I am officially 60! I feel kind of free! I even wore a hat to the grocery store.
Christmas was great!. Memphis was so sweet and appreciative of everything. We gave him a 50 cent maginifying glass and he yelled," I've been wanting one of these!" Next week, I am off from work and Memphis and Annie have the whole week together. My sweet Mother and Daddy gave me a new camera. It is a Coolpix P510. I am in digital heaven. Smile, you may be on Amy Lue's camera. Annie has been cooking up a storm and it so yummy and healthy. I am so glad she likes to cook. We have had puppy drama, but not with the new puppy. She is doing great and has quadrupled in size. Sid was diagnosed with heartworms and was pretty much given a death sentence. We have been feeding him liver, antibiotics, prednisone, and treated him with Ivomec for cattle. He has perked up and is feeling more like his evil self again. We are hopeful to keep him going.
Now to The Great Toilet Paper Conspiracy. Have you noticed how toliet paper doesn't last as long as it used to. The amount of tissue on a single roll has been steadily diminishing for the past few years. But in the last 2 years it has been dramatic. The companies are now packaging it in 12 roll packs. Are you kidding me? My Mother never bought 12 roll packs. I never bought 12 roll packs. But it is impossible for a simple 4 pack to last more than a week. The cardboard center keeps getting bigger, the roll is looser and there just isn't much there. I believe they are just fluffing it up more and more and rolling it so loosely that you have to buy at least a 6 or 8 pack for a family of 2 1/2. And the price of that 12 pack is 14 dollars.
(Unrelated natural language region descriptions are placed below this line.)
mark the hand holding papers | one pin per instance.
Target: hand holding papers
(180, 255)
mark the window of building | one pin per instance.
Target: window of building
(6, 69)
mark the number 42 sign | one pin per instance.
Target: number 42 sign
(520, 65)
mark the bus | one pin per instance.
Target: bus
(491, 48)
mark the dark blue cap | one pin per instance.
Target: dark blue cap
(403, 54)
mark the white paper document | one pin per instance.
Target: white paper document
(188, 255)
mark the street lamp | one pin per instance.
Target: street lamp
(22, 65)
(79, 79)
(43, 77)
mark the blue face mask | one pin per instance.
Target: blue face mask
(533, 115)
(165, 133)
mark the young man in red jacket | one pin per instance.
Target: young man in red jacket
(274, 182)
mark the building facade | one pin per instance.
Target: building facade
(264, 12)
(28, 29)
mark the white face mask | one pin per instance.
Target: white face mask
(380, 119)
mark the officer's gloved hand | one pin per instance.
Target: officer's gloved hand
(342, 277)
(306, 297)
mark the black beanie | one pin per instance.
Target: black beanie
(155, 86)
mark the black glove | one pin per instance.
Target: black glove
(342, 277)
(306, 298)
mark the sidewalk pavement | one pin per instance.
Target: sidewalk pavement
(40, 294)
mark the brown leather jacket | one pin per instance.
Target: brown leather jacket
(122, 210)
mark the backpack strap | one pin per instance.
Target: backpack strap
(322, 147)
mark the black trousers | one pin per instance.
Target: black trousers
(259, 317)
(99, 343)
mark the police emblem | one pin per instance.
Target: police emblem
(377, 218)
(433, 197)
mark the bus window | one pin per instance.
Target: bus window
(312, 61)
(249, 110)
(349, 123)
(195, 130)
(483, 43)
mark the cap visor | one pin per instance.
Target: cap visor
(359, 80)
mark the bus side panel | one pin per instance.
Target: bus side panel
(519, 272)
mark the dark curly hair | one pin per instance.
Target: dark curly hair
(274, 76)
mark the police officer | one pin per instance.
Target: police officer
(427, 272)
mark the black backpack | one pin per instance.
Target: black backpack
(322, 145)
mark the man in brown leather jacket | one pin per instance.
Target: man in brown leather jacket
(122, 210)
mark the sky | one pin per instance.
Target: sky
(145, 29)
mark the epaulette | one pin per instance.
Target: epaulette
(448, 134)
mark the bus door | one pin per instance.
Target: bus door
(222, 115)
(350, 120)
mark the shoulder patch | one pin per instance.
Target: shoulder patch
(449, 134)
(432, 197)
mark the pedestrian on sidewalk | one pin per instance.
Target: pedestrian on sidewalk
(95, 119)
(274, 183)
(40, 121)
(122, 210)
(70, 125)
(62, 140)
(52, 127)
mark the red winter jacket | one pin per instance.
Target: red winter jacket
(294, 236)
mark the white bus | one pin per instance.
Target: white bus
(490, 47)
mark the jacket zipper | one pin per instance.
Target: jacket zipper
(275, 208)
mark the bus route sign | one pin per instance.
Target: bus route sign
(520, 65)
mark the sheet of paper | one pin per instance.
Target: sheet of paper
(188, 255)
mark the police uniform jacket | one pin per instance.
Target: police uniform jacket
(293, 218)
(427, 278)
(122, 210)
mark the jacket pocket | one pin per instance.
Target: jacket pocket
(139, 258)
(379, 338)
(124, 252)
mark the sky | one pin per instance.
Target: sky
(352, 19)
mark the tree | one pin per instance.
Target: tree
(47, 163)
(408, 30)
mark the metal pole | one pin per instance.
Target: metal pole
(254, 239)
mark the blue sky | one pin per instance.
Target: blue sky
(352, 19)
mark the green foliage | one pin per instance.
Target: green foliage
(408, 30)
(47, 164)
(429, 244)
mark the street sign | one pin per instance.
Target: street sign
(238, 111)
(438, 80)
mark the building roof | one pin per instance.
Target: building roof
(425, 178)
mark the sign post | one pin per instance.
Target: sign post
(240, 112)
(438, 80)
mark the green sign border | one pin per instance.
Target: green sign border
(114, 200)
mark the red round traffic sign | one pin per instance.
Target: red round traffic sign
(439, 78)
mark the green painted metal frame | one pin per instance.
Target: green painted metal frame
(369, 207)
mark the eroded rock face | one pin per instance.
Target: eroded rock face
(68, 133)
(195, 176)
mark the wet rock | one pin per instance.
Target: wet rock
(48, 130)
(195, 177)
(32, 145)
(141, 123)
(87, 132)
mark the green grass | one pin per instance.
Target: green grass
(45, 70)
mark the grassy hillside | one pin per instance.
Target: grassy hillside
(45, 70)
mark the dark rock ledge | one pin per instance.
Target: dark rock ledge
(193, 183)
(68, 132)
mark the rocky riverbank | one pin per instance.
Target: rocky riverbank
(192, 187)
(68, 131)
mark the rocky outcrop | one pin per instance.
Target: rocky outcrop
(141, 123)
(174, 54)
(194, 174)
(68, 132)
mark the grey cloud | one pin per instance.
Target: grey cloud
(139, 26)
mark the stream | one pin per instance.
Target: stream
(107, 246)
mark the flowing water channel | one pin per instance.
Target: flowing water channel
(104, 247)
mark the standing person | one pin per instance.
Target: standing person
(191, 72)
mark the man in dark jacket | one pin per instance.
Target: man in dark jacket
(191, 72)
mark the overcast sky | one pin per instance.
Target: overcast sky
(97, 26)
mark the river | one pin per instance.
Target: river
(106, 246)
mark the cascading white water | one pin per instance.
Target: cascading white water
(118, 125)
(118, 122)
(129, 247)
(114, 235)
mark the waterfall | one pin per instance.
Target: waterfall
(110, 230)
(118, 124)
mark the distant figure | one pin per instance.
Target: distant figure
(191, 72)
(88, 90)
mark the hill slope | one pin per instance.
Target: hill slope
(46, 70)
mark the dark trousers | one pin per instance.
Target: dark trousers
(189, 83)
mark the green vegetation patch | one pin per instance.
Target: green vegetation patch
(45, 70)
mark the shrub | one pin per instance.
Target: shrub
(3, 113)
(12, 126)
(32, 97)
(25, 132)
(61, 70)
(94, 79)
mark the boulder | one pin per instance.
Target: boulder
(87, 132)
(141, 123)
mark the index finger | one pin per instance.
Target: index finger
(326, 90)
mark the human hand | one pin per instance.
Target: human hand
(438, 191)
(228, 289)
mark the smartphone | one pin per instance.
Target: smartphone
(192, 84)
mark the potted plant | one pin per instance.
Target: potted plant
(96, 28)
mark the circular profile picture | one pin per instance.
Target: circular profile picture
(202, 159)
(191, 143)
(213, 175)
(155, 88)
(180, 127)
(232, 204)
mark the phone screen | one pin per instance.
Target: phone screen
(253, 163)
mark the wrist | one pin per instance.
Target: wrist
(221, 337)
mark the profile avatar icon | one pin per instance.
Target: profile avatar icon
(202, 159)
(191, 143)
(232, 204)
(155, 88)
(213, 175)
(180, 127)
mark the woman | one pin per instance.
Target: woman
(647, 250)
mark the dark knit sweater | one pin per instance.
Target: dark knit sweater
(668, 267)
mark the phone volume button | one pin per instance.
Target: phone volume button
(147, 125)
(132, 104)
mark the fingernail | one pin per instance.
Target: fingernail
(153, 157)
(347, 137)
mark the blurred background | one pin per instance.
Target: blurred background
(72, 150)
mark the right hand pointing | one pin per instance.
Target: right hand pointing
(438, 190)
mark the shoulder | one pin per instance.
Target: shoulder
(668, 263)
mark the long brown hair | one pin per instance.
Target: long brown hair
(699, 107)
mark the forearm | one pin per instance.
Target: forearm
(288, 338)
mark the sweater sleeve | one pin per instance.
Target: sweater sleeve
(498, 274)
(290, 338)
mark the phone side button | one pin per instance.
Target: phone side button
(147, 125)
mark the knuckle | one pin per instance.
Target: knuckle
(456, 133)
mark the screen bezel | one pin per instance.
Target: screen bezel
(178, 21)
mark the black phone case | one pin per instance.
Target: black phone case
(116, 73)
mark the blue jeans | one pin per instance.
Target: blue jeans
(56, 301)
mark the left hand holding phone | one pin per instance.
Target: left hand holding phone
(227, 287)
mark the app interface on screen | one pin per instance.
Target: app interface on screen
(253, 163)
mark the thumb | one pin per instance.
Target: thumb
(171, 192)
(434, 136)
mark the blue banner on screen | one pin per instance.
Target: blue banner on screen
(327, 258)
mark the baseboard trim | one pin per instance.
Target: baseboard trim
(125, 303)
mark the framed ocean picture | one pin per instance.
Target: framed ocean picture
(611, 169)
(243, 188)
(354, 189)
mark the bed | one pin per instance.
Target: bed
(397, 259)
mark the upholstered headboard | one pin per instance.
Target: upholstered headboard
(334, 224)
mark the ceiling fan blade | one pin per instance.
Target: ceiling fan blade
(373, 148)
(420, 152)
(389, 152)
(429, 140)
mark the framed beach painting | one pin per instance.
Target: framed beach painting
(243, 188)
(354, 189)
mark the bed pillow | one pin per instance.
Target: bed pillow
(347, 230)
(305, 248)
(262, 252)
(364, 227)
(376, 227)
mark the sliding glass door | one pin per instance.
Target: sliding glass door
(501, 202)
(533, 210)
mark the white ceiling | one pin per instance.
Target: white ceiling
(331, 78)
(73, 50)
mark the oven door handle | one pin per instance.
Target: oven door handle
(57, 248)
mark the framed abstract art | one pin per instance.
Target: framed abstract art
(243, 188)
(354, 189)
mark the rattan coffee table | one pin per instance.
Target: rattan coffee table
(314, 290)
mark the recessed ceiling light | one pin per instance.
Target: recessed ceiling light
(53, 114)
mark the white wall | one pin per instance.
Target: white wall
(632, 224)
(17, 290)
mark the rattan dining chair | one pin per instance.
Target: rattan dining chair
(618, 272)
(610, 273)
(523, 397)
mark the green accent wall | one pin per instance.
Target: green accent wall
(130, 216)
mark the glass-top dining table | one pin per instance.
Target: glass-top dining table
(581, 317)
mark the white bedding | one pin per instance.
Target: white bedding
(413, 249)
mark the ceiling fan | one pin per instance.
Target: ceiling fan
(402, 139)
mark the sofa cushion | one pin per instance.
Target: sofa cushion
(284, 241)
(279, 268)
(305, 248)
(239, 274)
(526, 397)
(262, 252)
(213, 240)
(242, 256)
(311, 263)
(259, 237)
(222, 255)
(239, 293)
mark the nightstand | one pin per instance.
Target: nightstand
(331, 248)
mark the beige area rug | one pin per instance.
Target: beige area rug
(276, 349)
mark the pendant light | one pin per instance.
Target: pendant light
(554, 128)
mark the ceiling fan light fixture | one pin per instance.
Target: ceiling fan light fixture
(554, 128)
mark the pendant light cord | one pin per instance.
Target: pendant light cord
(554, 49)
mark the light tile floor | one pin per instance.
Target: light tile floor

For TOILET PAPER? Come on. I don't know the answer cause it's not like people are going to boycott toilet paper. We are way to far removed from the days of corn cobs and the Sears Catalog. You can't even get a Sears catalog. What are the college kids going to do for homecoming, and Halloween? Please, there has to be a way to get this back to a normal price for a reasonable amount of tissue. Write your congressmen, write your senators, write your toilet paper companies. We must overcome the great toilet paper conspiracy!